The solar neutrino problem
Astronomers had predicted, in the 1960s, the number of neutrinos produced by the sun's nuclear reactions. They could detect only one-third of the 10 million-billion neutrinos coming from the sun causing some of them to believe that the Sun was dying. This problem led some physicists to conjecture whether neutrinos had mass and were "oscillating" between their identities, which would explain the detection problems.
Types of neutrinos
Neutrinos carry no electrical charge, and thus if paired with an electrically charged partner - either electrons, or muons or tau particles, giving rise to the three types or "flavours" - the electron neutrino, muon neutrino and tau neutrino.
Kajita's work
Takaaki Kajita, one of the leaders of the Super-Kamioka Neutrino Detection Experiment, along with his team in 1998, had reported that some of the neutrinos they had captured bouncing out of collisions with the Earth's atmosphere, were changing identities of "flavours". This data contradicted the Standard Model of particle physics and the present understanding of the Universe, and Kajita worked to understand the implications.
The unreactive neutrinos
Trillions of neutrinos, which are the second-most abundant particle in the cosmos after photons, pass through the human body every second, but they almost never react with any of the body's atoms. Even the earth itself is nearly transparent to neutrinos.

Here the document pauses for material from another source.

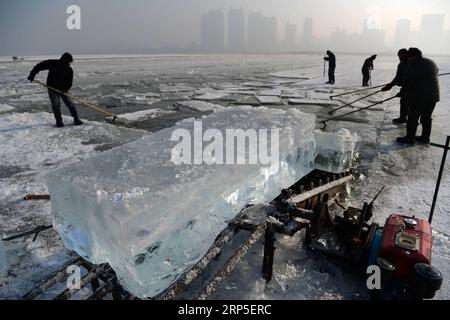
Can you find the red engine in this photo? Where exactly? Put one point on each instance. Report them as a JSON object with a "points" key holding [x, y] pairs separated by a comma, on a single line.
{"points": [[405, 242]]}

McDonald's work provides reason for neutrino undetection
Arthur McDonald, Director of the Sudbury Neutrino Observatory (SNO) in Canada, along with his team found results similar to what Kajita's team had found in 1998. In 2001, McDonald's team announced that the neutrinos they had detected in Ontario had also mysteriously "flipped" from their expected identities. It explained why only one-third of the neutrinos ejected from the Sun had been detected thus far.
Neutrinos vs Photons
Photons and neutrinos are both created in nuclear reactions in the cores of stars. While photons take 10,000- 100,000 years to reach the outer surface of the Sun from its core, neutrinos make the trip in 3.2 seconds.